Nyali Polri dan Andi Nurpati



MerantiNEWS EMI (Editorial Media Indonesia) - DRAMA berjudul surat palsu Mahkamah Konstitusi (MK) mulai memasuki episode akhir dengan divonisnya salah satu terdakwa, Masyhuri Hasan. Namun, pemeran utama dalam skandal itu tetap saja bebas melenggang. 

Masyhuri, mantan juru panggil MK, divonis satu tahun oleh Majelis Hakim Pengadilan Negeri Jakarta Pusat pada Selasa (3/1). Ia dinyatakan bersalah memalsukan surat MK, yang kemudian digunakan Komisi Pemilihan Umum (KPU) untuk menetapkan Dewie Yasin Limpo dari Hanura sebagai pemenang kursi DPR dari daerah pemilihan Sulawesi Selatan I. Padahal, berdasarkan surat asli MK, yang berhak mewakili Sulsel I ialah Mestariyani Habie dari Partai Gerindra. 

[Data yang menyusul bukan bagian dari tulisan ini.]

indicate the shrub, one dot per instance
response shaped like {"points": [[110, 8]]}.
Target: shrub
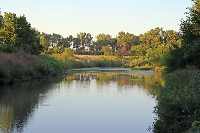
{"points": [[178, 102]]}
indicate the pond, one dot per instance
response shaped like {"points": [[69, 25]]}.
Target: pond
{"points": [[91, 100]]}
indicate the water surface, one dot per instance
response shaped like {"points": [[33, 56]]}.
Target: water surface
{"points": [[96, 100]]}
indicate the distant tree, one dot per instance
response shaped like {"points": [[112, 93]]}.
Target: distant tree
{"points": [[9, 26], [1, 20], [106, 50], [67, 55], [125, 41], [44, 43], [85, 40]]}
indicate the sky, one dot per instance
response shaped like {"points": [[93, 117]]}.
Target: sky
{"points": [[69, 17]]}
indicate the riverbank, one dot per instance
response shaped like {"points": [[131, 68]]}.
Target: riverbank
{"points": [[178, 107], [23, 67]]}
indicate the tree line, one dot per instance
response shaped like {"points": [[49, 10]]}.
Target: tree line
{"points": [[17, 34]]}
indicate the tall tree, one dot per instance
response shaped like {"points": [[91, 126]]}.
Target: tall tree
{"points": [[9, 26], [125, 41], [28, 38]]}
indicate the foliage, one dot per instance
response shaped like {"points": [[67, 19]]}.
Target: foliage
{"points": [[67, 55], [178, 102], [25, 67], [106, 50], [17, 32], [189, 52]]}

Masih ada terdakwa lainnya, Zainal Arifin Hoesein, mantan panitera MK, yang pengadilannya masih berlangsung. 

Yang terus mengusik rasa keadilan publik ialah kenapa aktor utama, dalang dari kejahatan demokrasi tersebut, tetap dibiarkan melenggang? Lebih menyakitkan lagi, Polri sebagai penyidik terus menafikan setumpuk petunjuk untuk menjerat sang dalang yang mengarah ke Andi Nurpati. 

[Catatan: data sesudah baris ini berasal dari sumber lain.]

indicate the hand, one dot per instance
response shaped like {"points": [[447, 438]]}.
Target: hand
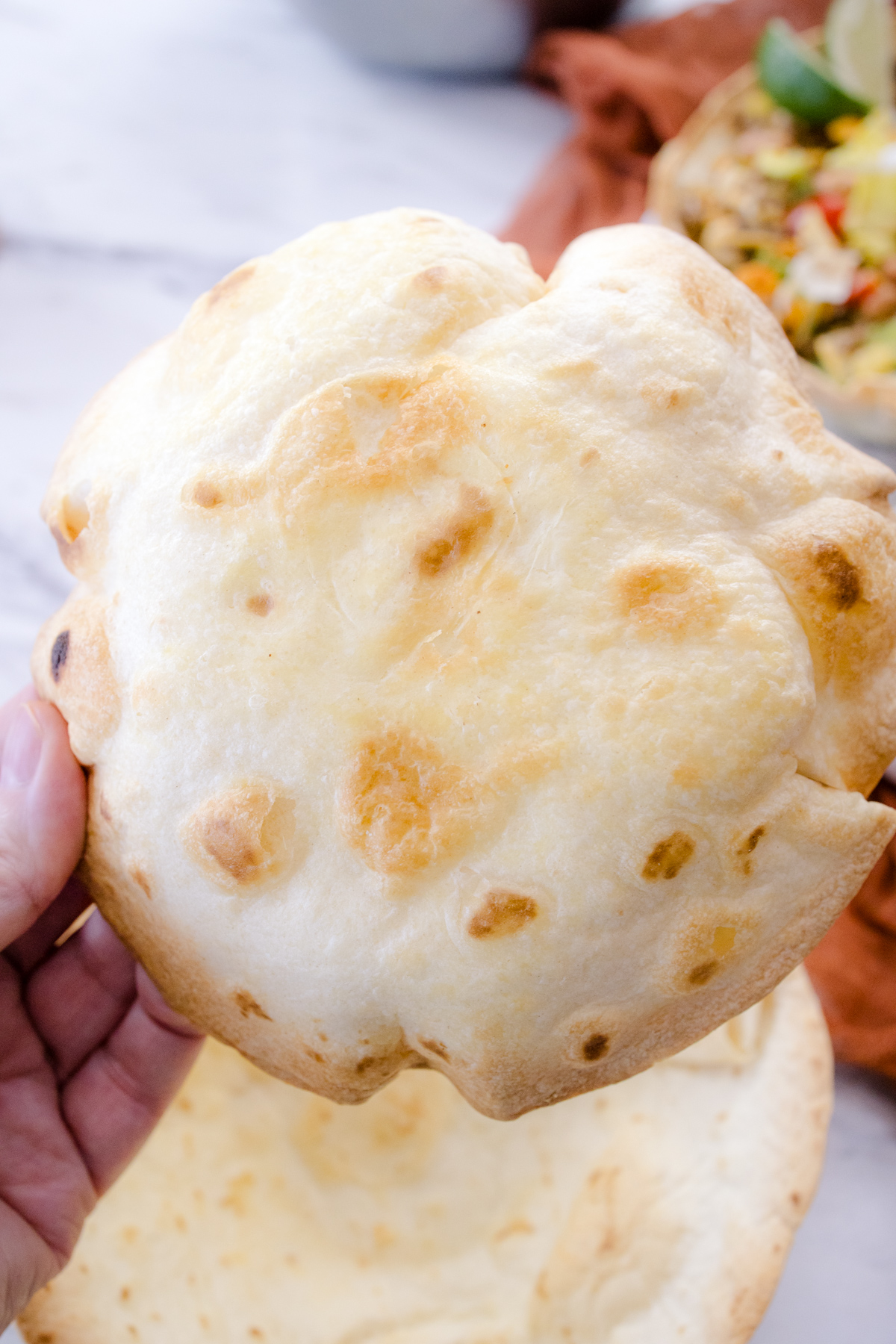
{"points": [[90, 1055]]}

Akal waras mengatakan surat palsu MK tidak mungkin dibuat Masyhuri dan Zainal tanpa ada yang memesan. Panitia Kerja Mafia Pemilu DPR pun telah menyimpulkan kasus surat palsu MK merupakan buah persekongkolan. 

Teramat banyak pula keterangan saksi yang menyebut Andi Nurpati sebagai aktor utama. Dalam pleidoi yang diberi judul Bunga Bangkai Demokrasi untuk sang Juru Panggil, misalnya, Masyhuri menyatakan mantan komisioner KPU Andi Nurpati sengaja menyembunyikan surat MK yang asli guna memuluskan akal bulusnya merekayasa hasil pemilu. 

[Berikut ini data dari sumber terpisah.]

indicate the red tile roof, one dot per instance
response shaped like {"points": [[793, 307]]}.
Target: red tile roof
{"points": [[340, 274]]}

Bukan cuma itu. Gelar perkara, rekonstruksi, dan konfrontasi sudah dilakukan. Namun, polisi tetap kehabisan akal, tapi kelebihan alibi untuk tidak menjadikan Nurpati yang kini menjadi petinggi partai berkuasa, Partai Demokrat, sebagai tersangka. 

Waktu tujuh bulan penyidikan sejak kasus tersebut dilaporkan MK pada Februari 2010 rupanya tidak cukup bagi Polri untuk mendapatkan secuil pun bukti keterlibatan Nurpati. Mereka konsisten pada laku diskriminatif, gesit membidik orang-orang kecil, tapi lumpuh mengusut para penguasa. 

Sekian lama publik berharap agar polisi profesional menangani skandal surat palsu MK, sekian lama pula kekecewaan yang selalu didapat. 

Jika memang tidak menemukan bukti, kenapa Polri tidak menghentikan saja penyidikan terhadap Andi Nurpati? Kenapa polisi tidak berani mengatakan secara terbuka kepada publik bahwa tidak ada bukti atau tidak cukup bukti untuk menjadikan Andi Nurpati sebagai tersangka?